Mi è toccato cucinare, ovviamente molto macro e poco tradizionale....i piatti ve li beccherete per un po', per ora la colazione di stamattina: bagel, trota gravlax, Mozart, the des sherpas (darjeling verde) dono di una persona speciale e gatta di 8 chili spaparanzata sulle mie gambe. Un inizio perfetto.
Per la trota gravlax o simil svedese: stessa ricetta del salmone solo con la trota salmonata. Un esperimento riuscito e di salvezza per chi ha mariti, fratelli amici pescatori che ti riempiono il freezer di trote.
I bagel sono nati nel 1683 come omaggio di un panettiere al re di Polonia per aver contribuito a salvare Vienna dall'invasione ottomana. La leggenda dice che il panettiere volle dargli al forma di una staffa (bugel in tedesco) per celebrare l'abilità del re come cavaliere.
Di fattura molto semplice, sono stati portati negli USA dagli immigrati polacchi e sono stati adottati e trasformati in qualcosa di più pesante visto che spesso vengono infarciti di uova e burro. Assaggiato in tutti i modi, per me l'originale è il migliore e la ricetta viene diretta da New York e da un negozio che si chiama "All on the bagel".
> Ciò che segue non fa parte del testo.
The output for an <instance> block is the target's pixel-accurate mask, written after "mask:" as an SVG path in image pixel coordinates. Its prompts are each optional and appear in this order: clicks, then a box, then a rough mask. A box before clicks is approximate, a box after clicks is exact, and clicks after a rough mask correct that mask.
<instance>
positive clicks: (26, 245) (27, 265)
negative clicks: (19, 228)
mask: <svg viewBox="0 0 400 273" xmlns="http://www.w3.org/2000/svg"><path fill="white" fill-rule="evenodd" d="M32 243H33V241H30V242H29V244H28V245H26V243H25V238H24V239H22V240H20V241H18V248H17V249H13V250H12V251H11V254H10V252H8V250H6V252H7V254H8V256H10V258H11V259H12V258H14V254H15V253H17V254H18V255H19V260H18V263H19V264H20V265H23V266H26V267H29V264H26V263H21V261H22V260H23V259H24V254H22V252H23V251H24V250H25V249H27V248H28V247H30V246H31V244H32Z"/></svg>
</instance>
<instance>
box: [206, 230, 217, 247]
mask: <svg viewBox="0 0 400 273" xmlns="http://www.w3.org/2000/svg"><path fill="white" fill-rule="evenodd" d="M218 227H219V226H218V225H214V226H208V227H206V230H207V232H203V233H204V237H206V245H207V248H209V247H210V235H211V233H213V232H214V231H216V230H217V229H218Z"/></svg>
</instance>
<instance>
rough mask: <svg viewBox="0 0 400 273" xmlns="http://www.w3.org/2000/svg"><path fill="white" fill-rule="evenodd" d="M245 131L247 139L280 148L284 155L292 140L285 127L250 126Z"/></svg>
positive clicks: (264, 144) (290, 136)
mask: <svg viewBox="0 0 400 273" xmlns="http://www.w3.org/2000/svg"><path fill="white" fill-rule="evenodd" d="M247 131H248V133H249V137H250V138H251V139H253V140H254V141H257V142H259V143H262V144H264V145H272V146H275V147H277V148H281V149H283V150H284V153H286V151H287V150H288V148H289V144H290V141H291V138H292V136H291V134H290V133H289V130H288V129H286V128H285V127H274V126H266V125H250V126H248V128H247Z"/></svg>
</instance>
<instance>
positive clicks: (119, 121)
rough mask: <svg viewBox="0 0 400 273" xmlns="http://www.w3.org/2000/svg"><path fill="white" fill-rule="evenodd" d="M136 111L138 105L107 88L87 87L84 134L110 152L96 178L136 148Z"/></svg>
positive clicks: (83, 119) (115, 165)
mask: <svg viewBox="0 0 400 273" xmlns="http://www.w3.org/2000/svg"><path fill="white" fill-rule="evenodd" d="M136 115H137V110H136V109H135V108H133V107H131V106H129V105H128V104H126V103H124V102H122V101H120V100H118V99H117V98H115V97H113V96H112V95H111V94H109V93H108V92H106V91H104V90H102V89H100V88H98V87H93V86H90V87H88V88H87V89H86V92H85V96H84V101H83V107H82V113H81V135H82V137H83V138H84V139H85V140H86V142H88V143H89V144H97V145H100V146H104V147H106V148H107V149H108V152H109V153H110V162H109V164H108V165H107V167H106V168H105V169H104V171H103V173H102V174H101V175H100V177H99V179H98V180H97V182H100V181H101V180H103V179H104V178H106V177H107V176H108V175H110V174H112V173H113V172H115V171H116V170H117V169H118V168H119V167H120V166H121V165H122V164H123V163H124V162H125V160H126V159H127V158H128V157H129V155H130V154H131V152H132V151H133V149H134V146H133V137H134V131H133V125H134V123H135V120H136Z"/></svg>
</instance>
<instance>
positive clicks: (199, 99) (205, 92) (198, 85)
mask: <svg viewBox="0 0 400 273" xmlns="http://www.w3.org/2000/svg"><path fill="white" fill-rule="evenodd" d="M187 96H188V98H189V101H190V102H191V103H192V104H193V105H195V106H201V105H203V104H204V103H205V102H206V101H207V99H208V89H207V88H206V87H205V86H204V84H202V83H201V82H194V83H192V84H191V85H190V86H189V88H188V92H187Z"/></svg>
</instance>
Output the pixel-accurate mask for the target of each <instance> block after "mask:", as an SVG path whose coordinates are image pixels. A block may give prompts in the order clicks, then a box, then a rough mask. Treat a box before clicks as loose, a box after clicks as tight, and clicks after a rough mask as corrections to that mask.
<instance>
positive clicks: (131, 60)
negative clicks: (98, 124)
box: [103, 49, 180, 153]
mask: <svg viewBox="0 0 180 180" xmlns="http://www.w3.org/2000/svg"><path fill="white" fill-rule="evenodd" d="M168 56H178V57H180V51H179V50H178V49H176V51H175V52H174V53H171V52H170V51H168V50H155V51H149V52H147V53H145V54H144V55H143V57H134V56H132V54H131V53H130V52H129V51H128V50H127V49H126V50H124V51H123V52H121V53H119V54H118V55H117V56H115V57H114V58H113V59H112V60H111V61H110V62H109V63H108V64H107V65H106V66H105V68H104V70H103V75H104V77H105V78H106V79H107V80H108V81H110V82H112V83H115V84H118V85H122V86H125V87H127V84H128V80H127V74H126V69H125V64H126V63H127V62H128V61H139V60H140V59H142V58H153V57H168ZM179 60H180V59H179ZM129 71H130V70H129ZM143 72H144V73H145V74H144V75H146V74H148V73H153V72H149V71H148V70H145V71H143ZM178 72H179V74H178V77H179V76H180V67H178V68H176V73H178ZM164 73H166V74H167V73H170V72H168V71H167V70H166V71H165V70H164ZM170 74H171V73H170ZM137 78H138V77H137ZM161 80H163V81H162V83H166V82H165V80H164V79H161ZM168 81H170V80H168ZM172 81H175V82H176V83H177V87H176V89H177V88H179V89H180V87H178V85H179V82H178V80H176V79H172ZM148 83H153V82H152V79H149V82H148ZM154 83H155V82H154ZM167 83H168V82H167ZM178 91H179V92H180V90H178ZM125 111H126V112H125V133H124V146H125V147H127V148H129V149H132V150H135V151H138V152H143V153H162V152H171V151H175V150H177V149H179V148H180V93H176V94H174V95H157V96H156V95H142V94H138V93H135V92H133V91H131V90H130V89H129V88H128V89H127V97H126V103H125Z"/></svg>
Come tutto il pane ne va limitato il consumo perché troppo yang per la cottura e se in eccesso causa di rigidità muscolare e problemi al fegato e alla pelle...ma se se ne mangia uno (vabbè due) al primo dell'anno ;-))
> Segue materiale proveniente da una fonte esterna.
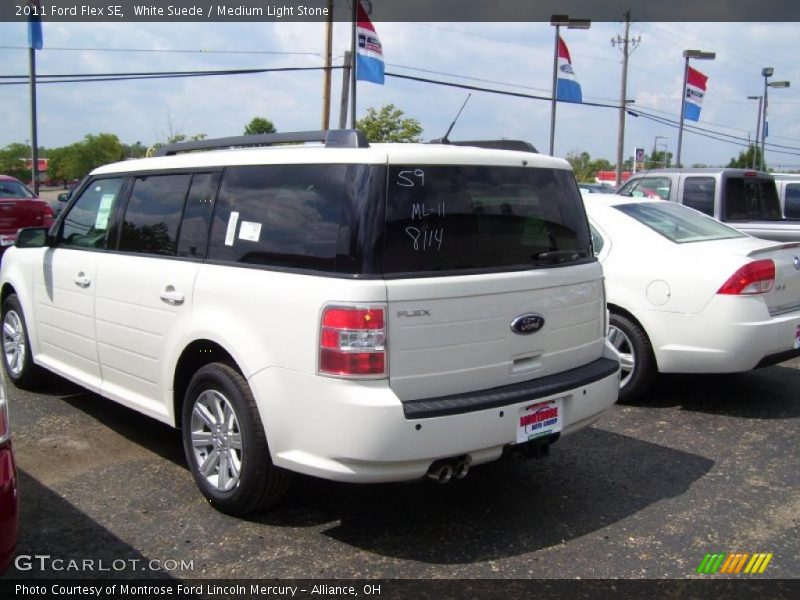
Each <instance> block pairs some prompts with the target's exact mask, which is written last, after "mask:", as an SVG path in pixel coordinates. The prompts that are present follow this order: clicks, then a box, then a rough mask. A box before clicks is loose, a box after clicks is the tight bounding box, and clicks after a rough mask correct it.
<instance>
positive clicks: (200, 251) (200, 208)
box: [177, 173, 220, 258]
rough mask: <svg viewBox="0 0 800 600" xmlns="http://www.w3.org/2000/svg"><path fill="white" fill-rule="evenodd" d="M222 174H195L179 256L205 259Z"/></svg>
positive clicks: (178, 247)
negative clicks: (213, 212) (218, 187)
mask: <svg viewBox="0 0 800 600" xmlns="http://www.w3.org/2000/svg"><path fill="white" fill-rule="evenodd" d="M219 179H220V173H195V174H194V175H193V176H192V185H191V186H190V187H189V196H188V197H187V198H186V207H185V208H184V210H183V219H182V220H181V229H180V235H179V237H178V252H177V254H178V256H187V257H191V258H205V257H206V250H207V248H208V230H209V228H210V227H211V213H212V212H213V210H214V197H215V196H216V194H217V187H218V186H219Z"/></svg>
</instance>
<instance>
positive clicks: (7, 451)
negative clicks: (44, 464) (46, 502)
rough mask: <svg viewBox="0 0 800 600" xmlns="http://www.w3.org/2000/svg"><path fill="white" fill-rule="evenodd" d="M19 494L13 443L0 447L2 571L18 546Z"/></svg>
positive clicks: (0, 489) (0, 500)
mask: <svg viewBox="0 0 800 600" xmlns="http://www.w3.org/2000/svg"><path fill="white" fill-rule="evenodd" d="M18 528H19V494H18V489H17V467H16V464H15V463H14V452H13V450H12V449H11V443H10V442H9V443H7V444H6V445H4V446H3V447H2V448H0V573H3V572H4V571H5V570H6V569H7V568H8V566H9V565H10V564H11V560H12V559H13V557H14V550H15V549H16V547H17V530H18Z"/></svg>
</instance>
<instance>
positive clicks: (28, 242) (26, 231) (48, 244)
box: [14, 227, 50, 248]
mask: <svg viewBox="0 0 800 600" xmlns="http://www.w3.org/2000/svg"><path fill="white" fill-rule="evenodd" d="M47 232H48V229H47V227H26V228H24V229H20V230H19V232H18V233H17V241H16V243H15V244H14V245H15V246H16V247H17V248H44V247H46V246H48V245H49V241H50V240H49V239H48V237H47Z"/></svg>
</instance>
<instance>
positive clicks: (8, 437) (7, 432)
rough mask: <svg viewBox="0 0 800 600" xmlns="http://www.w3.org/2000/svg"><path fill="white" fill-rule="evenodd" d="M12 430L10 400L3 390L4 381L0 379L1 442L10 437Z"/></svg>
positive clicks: (4, 440) (1, 443)
mask: <svg viewBox="0 0 800 600" xmlns="http://www.w3.org/2000/svg"><path fill="white" fill-rule="evenodd" d="M10 435H11V431H10V428H9V425H8V402H7V401H6V394H5V391H4V390H3V382H2V381H0V444H3V443H5V441H6V440H7V439H8V438H9V437H10Z"/></svg>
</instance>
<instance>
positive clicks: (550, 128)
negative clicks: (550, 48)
mask: <svg viewBox="0 0 800 600" xmlns="http://www.w3.org/2000/svg"><path fill="white" fill-rule="evenodd" d="M550 25H552V26H553V27H555V28H556V39H555V43H554V44H553V88H552V89H553V94H552V98H551V99H550V156H553V155H554V152H555V143H556V89H557V87H558V41H559V40H560V39H561V28H562V27H566V28H567V29H589V27H591V21H588V20H586V19H570V18H569V15H553V16H552V17H550Z"/></svg>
Io li ho fatti piccolini e non mi è venuto perfetto il buco centrale...ma il sapore era da "colazione sulla Terza in una mattina di giugno" e fuori era Milano a -3°. Il malto questa volta è indispensabile e al massimo potete sostituirlo con la melassa (che però non è macrobiotica ;-))
per 8 bagel piccoli o 4 medi
2 tazza di farina (manitoba, 0 e integrale)
1 tazza di acqua
2 cucchiai di olio di mais o oliva leggero
1 cucchiaino di sale
15 gr di lievito di birra fresco o 5 gr di lievito secco
2 cucchiai di malto d'orzo
semi di papavero o di sesamo
1 cucchiaio di latte di soia
Miscelate acqua, lievito, olio e un cucchiaino di malto. Aggiungete a cucchiaiate la farina fino a ottenere un impasto molto morbido, elastico ma non appiccicoso. Impastate bene per una decina di minuti poi mettere la pasta a lievitare in una ciotola unta e coperta per un'ora. Reimpastate e formate 8 palline e fate un buco al centro con il pollice. Lasciate riposare per dieci minuti. Nel frattempo in una pentola scaldate dell'acqua con il resto del malto. L'acqua deve solo sobbollire. Con delicatezza mettete ciascuna pallina nell'acqua e toglietele qualdo vengono a galla. Fatele asciugare leggermente su una teglia ricoperta di carta forno, poi spennellate i bagel con il latte di soia e cospargeteli con i semi. Cuoceteli in forno caldo a 180° fino a quando non saranno dorati.
Determinante è la doppia cottura e il fatto che l'acqua venga addizionata con il malto d'orzo che dà un sapore dolce ma amarognolo alla superficie.
Vanno mangiati tiepidi o riscaldati. Si possono conservare congelati per un mese. Ottimi con il salmone, ma anche con la marmellata.